There are some very hardworking people here on and off the platform and it would be great if in time there was a better pathway of discovery of them so that they would be able to do what they do without having to also continually chase support in order to do it. It would be more of a job within the community with less time spent working where they aren't very valuable.
This is part of the problem in some way here at the moment and one that would be largely solved by a broad middle-class and that is to be somewhat successful, someone has to be able to be pretty good at several areas that they may not necessarily be strong at. For example, a great developer might not be a great networker or, a brilliant artist might not be able to advertise themselves well enough to get support.
Having the middle-class network will mean that not only are there more active eyes across a wider variety of topics but, there is also an active network that will be able to connect talent to where it needs to be for support. It is the friend of a friend network.

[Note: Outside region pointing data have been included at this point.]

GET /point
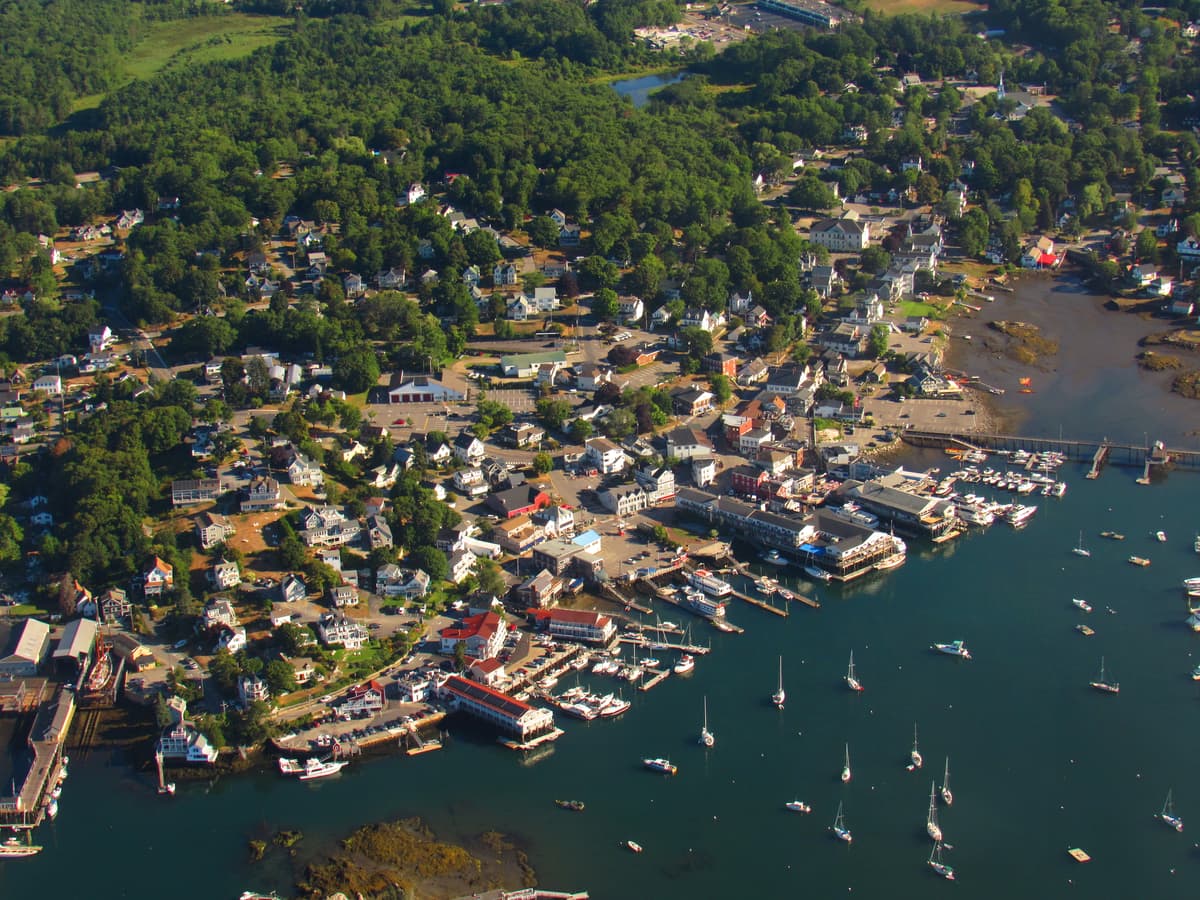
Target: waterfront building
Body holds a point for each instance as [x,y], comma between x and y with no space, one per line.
[507,713]
[181,741]
[576,625]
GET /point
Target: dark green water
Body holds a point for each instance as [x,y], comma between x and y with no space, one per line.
[1039,762]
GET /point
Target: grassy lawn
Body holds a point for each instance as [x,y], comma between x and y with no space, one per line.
[208,39]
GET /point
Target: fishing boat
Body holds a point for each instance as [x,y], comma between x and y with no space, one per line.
[955,648]
[1103,684]
[1168,814]
[780,695]
[316,768]
[851,678]
[917,759]
[931,828]
[839,827]
[937,865]
[817,574]
[661,766]
[706,737]
[15,849]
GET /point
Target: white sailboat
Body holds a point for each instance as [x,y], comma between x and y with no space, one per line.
[851,678]
[947,797]
[931,827]
[1168,814]
[839,827]
[917,759]
[780,695]
[937,865]
[1079,550]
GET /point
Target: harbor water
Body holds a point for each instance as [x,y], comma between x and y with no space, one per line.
[1038,762]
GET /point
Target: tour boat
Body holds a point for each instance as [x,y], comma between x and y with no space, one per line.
[947,797]
[931,826]
[780,695]
[917,760]
[937,865]
[819,574]
[851,678]
[322,768]
[839,827]
[1103,684]
[1168,814]
[663,766]
[706,737]
[1079,550]
[13,849]
[955,648]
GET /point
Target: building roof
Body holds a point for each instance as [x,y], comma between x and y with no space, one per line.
[78,639]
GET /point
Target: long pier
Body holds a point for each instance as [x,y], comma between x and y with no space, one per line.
[1134,455]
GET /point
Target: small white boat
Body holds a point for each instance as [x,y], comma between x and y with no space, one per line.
[947,797]
[1168,814]
[937,865]
[851,677]
[839,827]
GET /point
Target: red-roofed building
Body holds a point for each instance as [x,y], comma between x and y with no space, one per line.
[363,700]
[483,636]
[499,709]
[486,671]
[576,624]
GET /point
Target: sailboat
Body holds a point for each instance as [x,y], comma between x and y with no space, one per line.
[706,737]
[917,759]
[1104,684]
[937,865]
[1168,814]
[839,827]
[780,695]
[931,827]
[947,797]
[851,678]
[1079,550]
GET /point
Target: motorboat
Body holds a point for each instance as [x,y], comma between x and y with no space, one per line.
[661,766]
[955,648]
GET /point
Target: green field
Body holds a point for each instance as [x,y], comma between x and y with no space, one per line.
[183,42]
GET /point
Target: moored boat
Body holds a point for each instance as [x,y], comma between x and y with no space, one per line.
[661,766]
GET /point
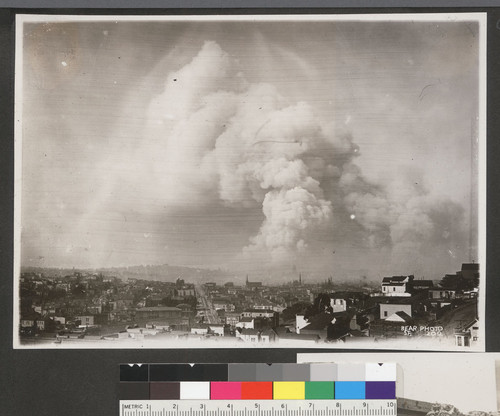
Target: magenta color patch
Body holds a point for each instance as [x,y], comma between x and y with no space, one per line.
[225,390]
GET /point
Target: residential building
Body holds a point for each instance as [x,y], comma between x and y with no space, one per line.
[397,285]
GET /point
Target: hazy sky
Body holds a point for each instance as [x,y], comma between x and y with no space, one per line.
[340,148]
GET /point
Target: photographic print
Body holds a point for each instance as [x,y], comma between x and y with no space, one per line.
[250,181]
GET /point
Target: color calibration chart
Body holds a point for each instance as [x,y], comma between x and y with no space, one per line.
[322,389]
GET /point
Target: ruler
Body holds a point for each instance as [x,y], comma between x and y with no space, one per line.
[258,407]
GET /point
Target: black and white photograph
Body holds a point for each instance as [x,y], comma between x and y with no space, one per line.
[302,181]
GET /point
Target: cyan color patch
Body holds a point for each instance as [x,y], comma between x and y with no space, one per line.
[349,390]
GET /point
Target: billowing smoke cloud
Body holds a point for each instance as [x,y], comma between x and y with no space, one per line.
[223,140]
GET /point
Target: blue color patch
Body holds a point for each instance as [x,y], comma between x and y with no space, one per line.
[349,390]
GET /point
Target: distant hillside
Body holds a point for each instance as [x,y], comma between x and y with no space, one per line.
[164,272]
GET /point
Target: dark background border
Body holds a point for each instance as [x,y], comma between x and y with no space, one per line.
[84,382]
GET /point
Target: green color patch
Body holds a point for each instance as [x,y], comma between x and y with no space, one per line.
[317,390]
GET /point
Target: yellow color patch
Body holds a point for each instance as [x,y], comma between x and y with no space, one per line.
[289,390]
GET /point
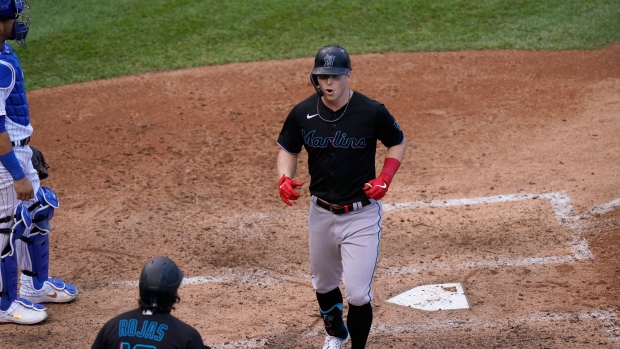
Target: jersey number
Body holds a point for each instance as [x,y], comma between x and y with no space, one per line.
[125,345]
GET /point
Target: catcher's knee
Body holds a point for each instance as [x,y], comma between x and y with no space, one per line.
[42,211]
[16,226]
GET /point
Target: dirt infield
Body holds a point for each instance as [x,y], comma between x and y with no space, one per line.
[510,187]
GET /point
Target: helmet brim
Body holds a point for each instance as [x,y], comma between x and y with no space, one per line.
[330,71]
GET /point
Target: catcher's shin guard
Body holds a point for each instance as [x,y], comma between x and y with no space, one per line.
[33,256]
[8,281]
[43,211]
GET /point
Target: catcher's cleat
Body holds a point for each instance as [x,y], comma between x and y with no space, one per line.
[332,342]
[54,291]
[22,311]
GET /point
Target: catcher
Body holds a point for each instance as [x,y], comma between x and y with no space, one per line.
[26,207]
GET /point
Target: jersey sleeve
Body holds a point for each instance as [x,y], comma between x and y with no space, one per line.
[388,130]
[290,138]
[7,81]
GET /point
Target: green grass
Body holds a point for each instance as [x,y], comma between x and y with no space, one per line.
[82,40]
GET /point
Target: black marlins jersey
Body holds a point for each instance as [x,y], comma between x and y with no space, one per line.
[341,147]
[133,329]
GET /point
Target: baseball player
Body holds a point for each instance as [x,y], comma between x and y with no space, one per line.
[151,325]
[339,128]
[26,207]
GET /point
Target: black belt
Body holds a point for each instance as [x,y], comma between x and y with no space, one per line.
[340,209]
[21,143]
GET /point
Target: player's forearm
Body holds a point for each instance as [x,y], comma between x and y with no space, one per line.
[287,164]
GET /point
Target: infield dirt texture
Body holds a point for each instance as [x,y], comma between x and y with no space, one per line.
[510,187]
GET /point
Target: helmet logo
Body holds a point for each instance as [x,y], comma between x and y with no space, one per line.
[328,61]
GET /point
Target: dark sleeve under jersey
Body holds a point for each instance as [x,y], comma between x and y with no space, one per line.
[388,130]
[290,138]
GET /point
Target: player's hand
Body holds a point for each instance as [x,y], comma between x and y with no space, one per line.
[287,189]
[23,189]
[376,188]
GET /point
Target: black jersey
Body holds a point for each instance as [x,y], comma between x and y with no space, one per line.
[341,147]
[134,329]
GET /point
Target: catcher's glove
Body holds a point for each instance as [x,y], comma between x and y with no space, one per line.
[38,161]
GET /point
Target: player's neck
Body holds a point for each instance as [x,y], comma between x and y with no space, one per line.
[340,102]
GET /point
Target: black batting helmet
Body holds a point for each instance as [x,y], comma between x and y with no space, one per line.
[159,282]
[332,60]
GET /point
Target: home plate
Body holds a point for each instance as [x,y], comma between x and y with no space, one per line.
[433,297]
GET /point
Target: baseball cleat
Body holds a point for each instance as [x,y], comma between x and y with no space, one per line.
[23,312]
[332,342]
[53,291]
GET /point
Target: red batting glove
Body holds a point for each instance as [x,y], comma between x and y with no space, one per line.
[376,188]
[287,189]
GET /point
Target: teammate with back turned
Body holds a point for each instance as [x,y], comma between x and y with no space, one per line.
[151,325]
[340,129]
[26,207]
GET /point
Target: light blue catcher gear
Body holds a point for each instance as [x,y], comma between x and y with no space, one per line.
[8,259]
[37,240]
[16,9]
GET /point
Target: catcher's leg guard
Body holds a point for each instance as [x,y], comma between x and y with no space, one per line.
[13,309]
[33,255]
[8,281]
[8,259]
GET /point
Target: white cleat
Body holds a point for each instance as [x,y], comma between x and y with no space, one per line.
[332,342]
[53,291]
[23,312]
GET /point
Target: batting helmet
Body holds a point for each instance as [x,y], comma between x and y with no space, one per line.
[330,60]
[159,282]
[15,9]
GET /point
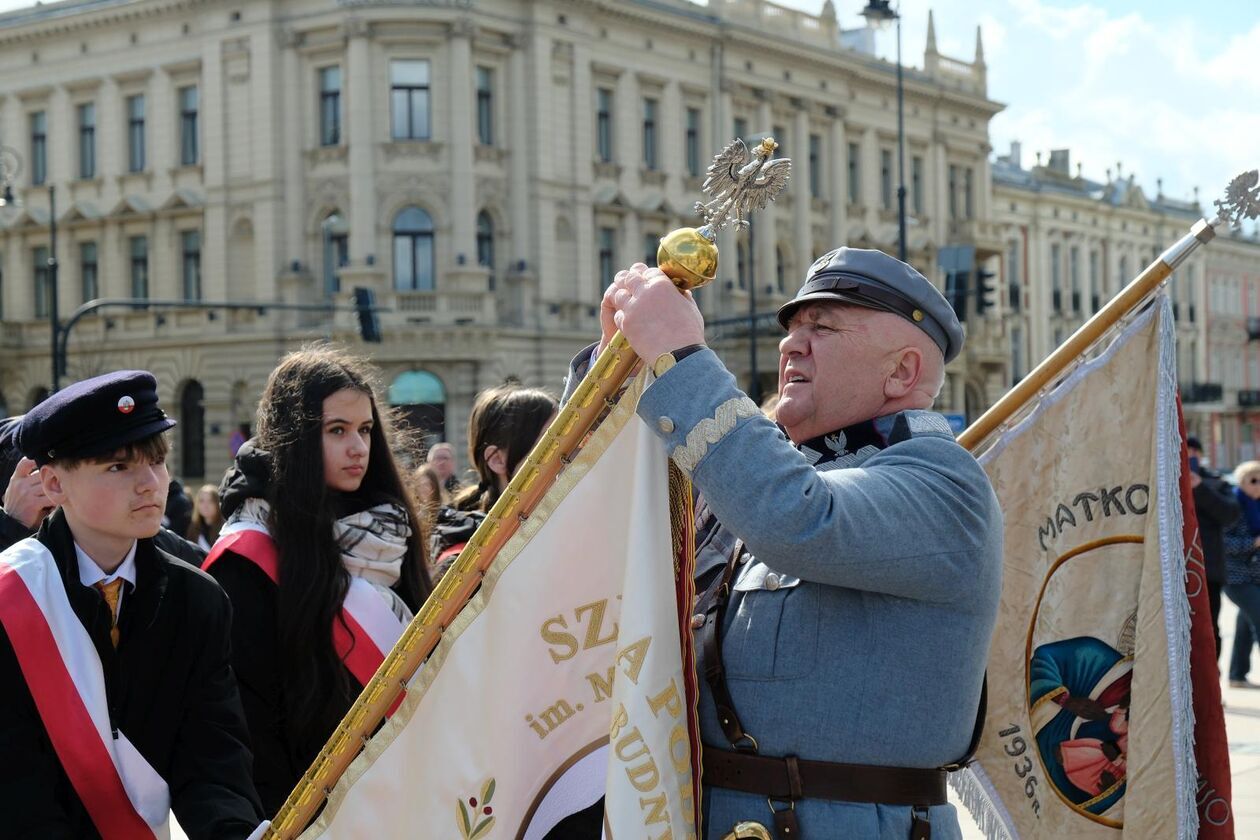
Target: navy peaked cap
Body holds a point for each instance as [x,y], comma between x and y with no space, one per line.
[875,280]
[93,417]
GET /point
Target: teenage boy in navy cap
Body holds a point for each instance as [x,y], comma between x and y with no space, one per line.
[117,703]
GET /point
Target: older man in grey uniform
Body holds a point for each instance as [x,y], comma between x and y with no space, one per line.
[854,574]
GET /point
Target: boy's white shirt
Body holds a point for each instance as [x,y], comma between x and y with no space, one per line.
[91,573]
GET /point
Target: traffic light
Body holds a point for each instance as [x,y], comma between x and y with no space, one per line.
[985,292]
[955,291]
[366,306]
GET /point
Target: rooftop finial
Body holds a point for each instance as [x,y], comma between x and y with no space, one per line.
[1241,200]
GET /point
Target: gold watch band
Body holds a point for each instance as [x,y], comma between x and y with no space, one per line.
[663,363]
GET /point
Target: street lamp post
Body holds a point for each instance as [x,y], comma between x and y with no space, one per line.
[53,315]
[880,14]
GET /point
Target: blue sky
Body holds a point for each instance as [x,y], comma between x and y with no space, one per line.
[1168,87]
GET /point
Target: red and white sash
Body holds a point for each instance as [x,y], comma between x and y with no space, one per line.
[369,629]
[122,794]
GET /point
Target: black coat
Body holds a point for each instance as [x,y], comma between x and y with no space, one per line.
[279,757]
[1216,509]
[170,690]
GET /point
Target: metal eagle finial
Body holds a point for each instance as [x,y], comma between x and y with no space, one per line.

What enough of this this will mean is that in time, those who are good actors will have more support and those who are bad will increasingly feel the pressure to change or be squeezed out of the system. No one will have to define what is good or bad, the network will do its job and will support accounts they can trust and avoid those they can't.
Overall, the platform will be a healthier ecosystem where there would be less need for any individual to have to have all the skills necessary meaning, everyone can do more of what they enjoy and where they want to learn. All of this takes time to build the infrastructure and network for but, there is not time like the present to start and the longer it takes, the more painful it will become.